Tax Act Gives Donors With IRAs Opportunity -- for January Only

January 9, 2013

Special opportunity for donors with IRAs -- January only

 

The American Taxpayer Relief Act of 2012 has several provisions related to charitable giving from Individual Retirement Accounts (IRAs) for donors over age 70½. If you made a December 2012 IRA withdrawal (up to $100,000), you can treat a charitable gift made in cash any time after the withdrawal and through January 31, 2013 as a Qualified Charitable Distribution from your IRA. During January 2013, you can make a charitable contribution directly from your IRA account (up to $100,000) and elect to treat this as a withdrawal made on December 31, 2012 as long as the total Qualifying Charitable Distribution for 2012 does not exceed $100,000. We encourage donors making these special contributions to the Forest Society to ensure that they are received by the Forest Society on or before January 31st.

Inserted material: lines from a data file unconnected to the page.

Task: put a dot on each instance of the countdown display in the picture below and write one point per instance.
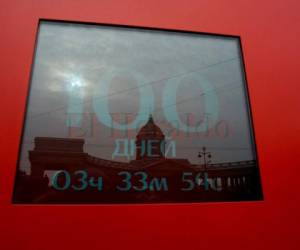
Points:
(135, 115)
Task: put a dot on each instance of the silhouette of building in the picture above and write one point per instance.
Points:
(231, 181)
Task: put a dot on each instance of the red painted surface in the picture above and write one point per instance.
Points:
(270, 38)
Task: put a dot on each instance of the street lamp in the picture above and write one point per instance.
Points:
(205, 154)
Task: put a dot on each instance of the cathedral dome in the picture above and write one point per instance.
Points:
(150, 131)
(150, 142)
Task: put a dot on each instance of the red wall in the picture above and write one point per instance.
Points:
(270, 37)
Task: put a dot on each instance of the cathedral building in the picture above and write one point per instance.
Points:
(166, 179)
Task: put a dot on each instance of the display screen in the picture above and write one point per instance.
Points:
(134, 115)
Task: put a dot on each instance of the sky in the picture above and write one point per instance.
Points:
(192, 84)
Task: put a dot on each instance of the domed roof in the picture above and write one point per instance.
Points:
(150, 130)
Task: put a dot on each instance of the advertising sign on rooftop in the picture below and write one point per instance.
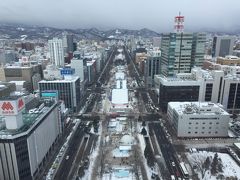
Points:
(11, 107)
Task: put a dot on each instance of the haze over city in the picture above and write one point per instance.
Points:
(119, 90)
(200, 15)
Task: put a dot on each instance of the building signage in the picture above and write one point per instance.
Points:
(11, 107)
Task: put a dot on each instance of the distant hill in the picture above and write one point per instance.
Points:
(17, 31)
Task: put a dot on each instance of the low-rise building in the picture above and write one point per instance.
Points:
(229, 60)
(198, 119)
(68, 91)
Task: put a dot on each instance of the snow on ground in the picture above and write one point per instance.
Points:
(92, 158)
(142, 146)
(230, 167)
(117, 153)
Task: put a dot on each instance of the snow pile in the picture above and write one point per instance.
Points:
(229, 167)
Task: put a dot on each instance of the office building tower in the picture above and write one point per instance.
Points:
(68, 43)
(198, 119)
(28, 137)
(229, 60)
(56, 52)
(68, 91)
(151, 67)
(31, 73)
(215, 86)
(222, 46)
(156, 41)
(181, 51)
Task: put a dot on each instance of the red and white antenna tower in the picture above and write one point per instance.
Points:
(179, 23)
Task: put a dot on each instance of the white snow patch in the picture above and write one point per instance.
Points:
(230, 167)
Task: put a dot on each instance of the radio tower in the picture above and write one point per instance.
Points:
(179, 23)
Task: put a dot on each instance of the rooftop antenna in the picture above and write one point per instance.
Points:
(179, 23)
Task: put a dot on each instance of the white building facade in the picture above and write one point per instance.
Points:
(198, 119)
(215, 86)
(56, 51)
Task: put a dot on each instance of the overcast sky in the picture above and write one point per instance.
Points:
(157, 15)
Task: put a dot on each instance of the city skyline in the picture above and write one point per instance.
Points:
(107, 14)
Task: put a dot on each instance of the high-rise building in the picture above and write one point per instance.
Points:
(31, 73)
(151, 67)
(68, 91)
(27, 138)
(68, 43)
(201, 85)
(181, 51)
(56, 52)
(222, 46)
(198, 119)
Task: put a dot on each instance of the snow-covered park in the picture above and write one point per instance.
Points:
(209, 168)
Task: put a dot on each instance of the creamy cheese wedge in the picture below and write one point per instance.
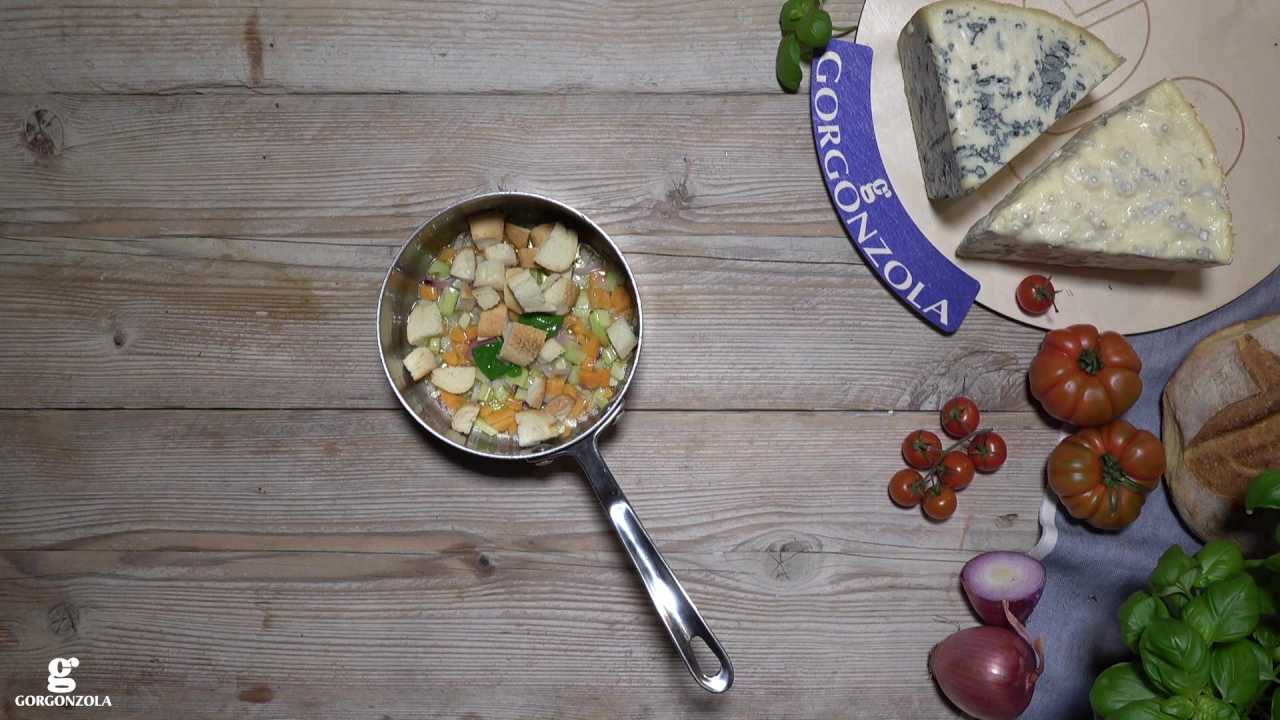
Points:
(984, 80)
(1138, 187)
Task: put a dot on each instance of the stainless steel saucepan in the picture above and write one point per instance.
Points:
(400, 292)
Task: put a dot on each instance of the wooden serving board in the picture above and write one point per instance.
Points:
(1225, 59)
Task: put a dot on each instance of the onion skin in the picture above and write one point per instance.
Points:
(987, 671)
(987, 602)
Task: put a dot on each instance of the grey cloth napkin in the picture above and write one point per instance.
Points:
(1089, 572)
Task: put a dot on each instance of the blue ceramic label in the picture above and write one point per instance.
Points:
(927, 281)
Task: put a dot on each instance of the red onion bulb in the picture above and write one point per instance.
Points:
(992, 578)
(988, 671)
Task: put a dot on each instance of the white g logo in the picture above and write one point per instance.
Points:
(59, 670)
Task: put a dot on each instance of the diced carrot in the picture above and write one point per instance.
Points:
(599, 297)
(621, 300)
(501, 417)
(554, 386)
(594, 378)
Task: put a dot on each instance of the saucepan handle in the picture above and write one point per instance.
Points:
(682, 620)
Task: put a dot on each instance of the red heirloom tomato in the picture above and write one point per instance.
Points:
(1083, 377)
(959, 417)
(1104, 474)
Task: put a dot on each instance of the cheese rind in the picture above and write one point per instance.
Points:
(983, 80)
(1139, 187)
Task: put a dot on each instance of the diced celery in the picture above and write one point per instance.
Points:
(439, 269)
(612, 279)
(574, 354)
(600, 320)
(499, 396)
(448, 301)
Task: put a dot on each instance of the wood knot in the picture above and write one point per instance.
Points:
(42, 132)
(62, 620)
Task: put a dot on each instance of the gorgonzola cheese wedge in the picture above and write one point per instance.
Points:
(984, 80)
(1138, 187)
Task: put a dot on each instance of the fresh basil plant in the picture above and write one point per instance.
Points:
(1206, 632)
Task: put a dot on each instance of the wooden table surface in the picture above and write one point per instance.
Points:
(209, 495)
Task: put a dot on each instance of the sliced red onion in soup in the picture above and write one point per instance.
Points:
(992, 578)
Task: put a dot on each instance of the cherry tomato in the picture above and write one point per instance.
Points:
(959, 417)
(956, 470)
(1036, 295)
(987, 451)
(922, 449)
(906, 488)
(941, 505)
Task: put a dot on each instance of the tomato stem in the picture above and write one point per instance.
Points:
(931, 478)
(1089, 360)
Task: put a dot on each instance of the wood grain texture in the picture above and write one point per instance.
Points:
(316, 481)
(213, 634)
(393, 46)
(360, 167)
(773, 324)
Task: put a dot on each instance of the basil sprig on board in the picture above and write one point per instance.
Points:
(1206, 632)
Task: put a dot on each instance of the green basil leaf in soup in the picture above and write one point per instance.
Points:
(1119, 686)
(1234, 671)
(1141, 610)
(1175, 656)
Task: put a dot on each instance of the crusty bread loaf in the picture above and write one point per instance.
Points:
(1221, 428)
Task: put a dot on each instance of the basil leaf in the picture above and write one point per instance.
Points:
(789, 63)
(1119, 686)
(1234, 671)
(1219, 560)
(1226, 611)
(1141, 710)
(1175, 656)
(791, 13)
(1212, 709)
(1170, 569)
(1141, 610)
(814, 28)
(1179, 706)
(1264, 492)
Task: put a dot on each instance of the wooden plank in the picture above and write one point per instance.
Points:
(731, 323)
(392, 46)
(708, 483)
(360, 167)
(181, 634)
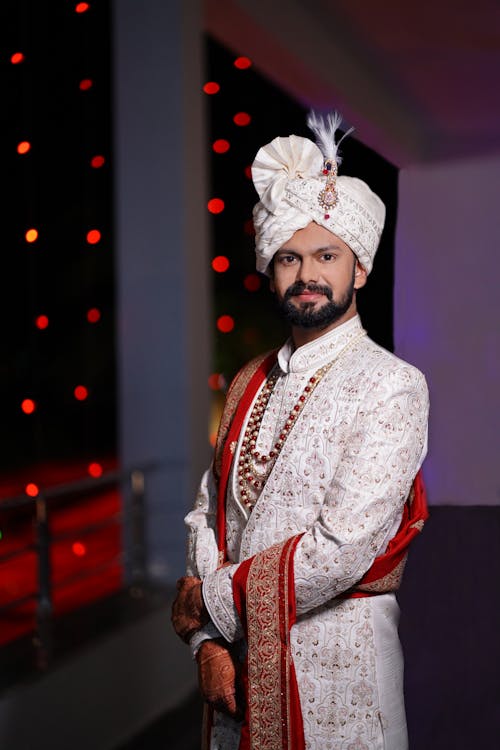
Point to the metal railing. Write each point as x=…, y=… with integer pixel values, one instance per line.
x=133, y=557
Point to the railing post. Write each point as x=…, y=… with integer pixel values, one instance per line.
x=44, y=604
x=138, y=528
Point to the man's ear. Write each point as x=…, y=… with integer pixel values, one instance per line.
x=360, y=275
x=271, y=277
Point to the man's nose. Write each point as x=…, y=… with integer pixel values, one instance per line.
x=308, y=271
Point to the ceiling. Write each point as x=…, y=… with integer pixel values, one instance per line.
x=419, y=81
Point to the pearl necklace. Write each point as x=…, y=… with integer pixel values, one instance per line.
x=254, y=468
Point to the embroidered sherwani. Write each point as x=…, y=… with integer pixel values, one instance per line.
x=342, y=478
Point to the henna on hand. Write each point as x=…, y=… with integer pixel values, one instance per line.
x=218, y=678
x=189, y=613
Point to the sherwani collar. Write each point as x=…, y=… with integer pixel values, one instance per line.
x=322, y=350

If you are a donor who made charitable gifts directly from an IRA account during 2012, these gifts will be treated for tax purposes as a 2012 Qualified Charitable Distribution of the amount donated (up to a $100,000 limit). During the 2013 tax year, you can again make charitable gifts up to an aggregate of $100,000 and treat them for tax purposes as a 2013 Qualified Charitable Distribution. Currently, the IRA charitable gift provisions expire on December 31, 2013.

Forest Society members who think that these provisions may provide a beneficial approach for charitable giving are urged to consult a qualified tax advisor prior to making a gift. This information is provided for educational purposes only.